A comprehensive toolkit for analyzing the quality of open data metadata. Based on the European Data Portal's Metadata Quality Assessment (MQA) methodology and SHACL validation for DCAT-AP, DCAT-AP-ES and NTI-RISP (2013). profiles.
Try the simplified browser version (no installation needed), more info at mjanez/metadata-quality-react/README.md
Tip
Live Demo: metadata-quality.mjanez.dev/
This edition runs entirely client-side and includes the core MQA and SHACL validator for instant metadata quality checks in your browser.
For complete features including historical tracking and API access:
git clone https://github.com/your-organization/metadata-quality-stack.git
cd metadata-quality-stack
docker-compose upThis tool helps data publishers and consumers evaluate and improve the quality of metadata in open data catalogs. It analyzes metadata against the FAIR+C principles (Findability, Accessibility, Interoperability, Reusability, and Contextuality) and provides detailed reports on quality metrics.

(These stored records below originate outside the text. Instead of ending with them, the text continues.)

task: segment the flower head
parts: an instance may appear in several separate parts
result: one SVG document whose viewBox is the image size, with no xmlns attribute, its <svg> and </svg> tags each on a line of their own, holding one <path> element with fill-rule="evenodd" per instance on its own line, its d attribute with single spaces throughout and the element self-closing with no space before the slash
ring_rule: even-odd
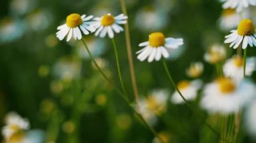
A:
<svg viewBox="0 0 256 143">
<path fill-rule="evenodd" d="M 149 36 L 148 42 L 139 44 L 139 46 L 146 46 L 142 50 L 136 52 L 139 54 L 137 58 L 143 61 L 147 58 L 149 62 L 154 60 L 160 60 L 162 56 L 164 58 L 169 56 L 167 48 L 178 48 L 183 44 L 183 39 L 166 38 L 162 33 L 155 32 Z"/>
<path fill-rule="evenodd" d="M 236 82 L 241 81 L 243 78 L 243 59 L 238 55 L 234 56 L 228 59 L 223 66 L 224 74 Z M 245 75 L 251 76 L 256 68 L 256 58 L 247 58 Z"/>
<path fill-rule="evenodd" d="M 91 26 L 92 21 L 88 21 L 93 18 L 90 15 L 86 17 L 86 15 L 80 16 L 77 13 L 72 13 L 69 15 L 66 19 L 66 23 L 61 25 L 57 28 L 59 30 L 56 34 L 57 37 L 62 40 L 65 36 L 67 35 L 67 41 L 69 41 L 73 36 L 75 40 L 82 39 L 82 32 L 85 34 L 89 34 L 90 32 L 94 32 L 95 29 Z"/>
<path fill-rule="evenodd" d="M 245 49 L 247 45 L 251 47 L 256 46 L 256 34 L 254 23 L 251 19 L 243 19 L 240 21 L 236 30 L 231 30 L 232 34 L 225 36 L 224 43 L 231 43 L 230 47 L 235 49 L 242 44 L 242 48 Z"/>
<path fill-rule="evenodd" d="M 177 84 L 179 90 L 180 90 L 182 95 L 188 101 L 193 100 L 197 97 L 197 91 L 201 86 L 202 82 L 200 80 L 194 80 L 193 81 L 181 81 Z M 178 91 L 175 91 L 172 94 L 170 99 L 174 103 L 179 104 L 184 103 Z"/>
<path fill-rule="evenodd" d="M 123 31 L 119 25 L 125 24 L 127 18 L 128 17 L 124 14 L 114 17 L 110 13 L 105 14 L 101 17 L 95 17 L 94 19 L 96 21 L 93 24 L 93 27 L 96 29 L 95 36 L 104 38 L 108 34 L 110 38 L 113 38 L 114 32 L 119 33 Z"/>
</svg>

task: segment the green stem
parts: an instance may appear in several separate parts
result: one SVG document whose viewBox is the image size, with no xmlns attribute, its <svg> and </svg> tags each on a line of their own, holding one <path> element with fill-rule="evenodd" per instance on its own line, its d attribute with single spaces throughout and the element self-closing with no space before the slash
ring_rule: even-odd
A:
<svg viewBox="0 0 256 143">
<path fill-rule="evenodd" d="M 83 44 L 85 46 L 86 48 L 86 50 L 87 52 L 88 52 L 88 54 L 90 56 L 90 57 L 91 58 L 92 60 L 93 61 L 94 64 L 95 64 L 95 66 L 96 66 L 96 68 L 98 68 L 98 70 L 100 71 L 100 73 L 101 73 L 101 75 L 103 76 L 103 77 L 110 83 L 110 84 L 113 84 L 113 83 L 111 82 L 111 81 L 106 76 L 106 75 L 103 73 L 103 71 L 100 69 L 100 66 L 98 65 L 97 62 L 96 62 L 94 56 L 92 56 L 92 54 L 91 54 L 91 52 L 90 52 L 90 50 L 86 44 L 86 43 L 85 42 L 85 41 L 82 39 L 82 41 L 83 42 Z M 137 112 L 134 108 L 133 107 L 132 107 L 132 105 L 131 105 L 131 103 L 129 101 L 128 99 L 125 96 L 125 95 L 123 95 L 122 93 L 122 92 L 119 90 L 115 86 L 115 85 L 113 84 L 113 85 L 115 87 L 115 90 L 117 91 L 117 93 L 119 93 L 119 95 L 125 100 L 125 101 L 127 103 L 127 105 L 129 105 L 129 107 L 133 110 L 133 111 L 139 117 L 139 118 L 142 121 L 142 122 L 149 128 L 149 130 L 153 133 L 153 134 L 158 138 L 162 142 L 164 142 L 162 141 L 162 138 L 159 136 L 159 135 L 157 134 L 157 132 L 154 130 L 154 128 L 152 128 L 148 123 L 147 122 L 144 120 L 144 118 L 142 117 L 142 115 L 139 113 Z"/>
<path fill-rule="evenodd" d="M 174 87 L 174 89 L 177 91 L 177 92 L 179 93 L 179 95 L 181 97 L 181 98 L 183 99 L 183 101 L 185 101 L 185 104 L 187 105 L 187 106 L 193 112 L 195 113 L 197 113 L 197 114 L 198 115 L 200 116 L 200 117 L 201 119 L 203 118 L 203 117 L 199 114 L 199 113 L 197 113 L 195 110 L 194 110 L 191 106 L 189 104 L 189 103 L 187 102 L 187 99 L 184 97 L 184 96 L 181 94 L 180 90 L 178 89 L 178 87 L 176 86 L 176 84 L 174 83 L 174 81 L 173 81 L 173 79 L 172 77 L 172 76 L 170 75 L 170 71 L 168 69 L 168 67 L 167 67 L 167 64 L 166 64 L 166 62 L 165 61 L 165 60 L 164 58 L 162 58 L 162 64 L 164 65 L 164 70 L 166 72 L 166 74 L 167 74 L 167 76 L 170 81 L 170 83 L 172 84 L 173 87 Z M 218 133 L 218 132 L 216 132 L 210 125 L 209 125 L 206 121 L 204 120 L 204 124 L 205 124 L 205 125 L 210 129 L 211 131 L 212 131 L 215 134 L 216 134 L 216 136 L 218 136 L 218 137 L 220 137 L 222 140 L 225 140 L 225 139 L 223 139 L 220 136 L 220 134 Z"/>
<path fill-rule="evenodd" d="M 125 86 L 123 85 L 122 75 L 121 73 L 121 70 L 120 70 L 119 59 L 119 57 L 118 57 L 117 44 L 116 44 L 116 42 L 115 41 L 114 38 L 112 39 L 112 43 L 113 44 L 113 46 L 114 46 L 115 56 L 115 58 L 116 58 L 117 71 L 118 71 L 118 75 L 119 75 L 119 81 L 120 81 L 121 86 L 122 87 L 123 93 L 125 95 L 127 95 L 127 93 L 126 93 L 125 89 Z"/>
</svg>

- Static Version - GitHub Pages compatible, no backend required
- Docker Version - Full-featured with database and API
- Quality Assessment: Evaluate metadata according to the MQA methodology
- Multiple Profiles: Support for DCAT-AP, DCAT-AP-ES, and NTI-RISP standards
- Real-time Validation: Instant feedback on metadata quality
- Interactive Visualizations: Radar charts and detailed metrics breakdown
- Multilingual Support: English and Spanish interfaces
- API Integration: REST API for programmatic access (Docker version)
- Historical Tracking: Store and visualize quality evolution over time (Docker version)
- SHACL Validation: Check compliance with official shapes from:
- DCAT-AP: European data portal standard
- DCAT-AP-ES: Spanish national profile
- NTI-RISP: Spanish interoperability standard
- Location: https://metadata-quality.mjanez.dev/ directory
- Technology: HTML, CSS, TypeScript with
N3.js,shacl-engine,rdfxml-streaming-parser.jsand React - Deployment: GitHub Pages, any static hosting
- Features: Full MQA and SHACL validation, visualization, no backend required
- Use Case: Quick deployment, demo environments, edge cases
- Technology: FastAPI backend + Streamlit frontend + nginx proxy
- Features: Complete functionality + database + API + historical tracking
- Use Case: Production environments, enterprise deployment
The project consists of these main components:
- API: FastAPI-based backend that validates metadata and generates reports
- Frontend: Streamlit-based web interface for visualizing reports
- Static Version: Client-side implementation for easy deployment
Using https://metadata-quality.mjanez.dev/
Features: Full metadata validation, SHACL compliance checking with official shapes, no backend required.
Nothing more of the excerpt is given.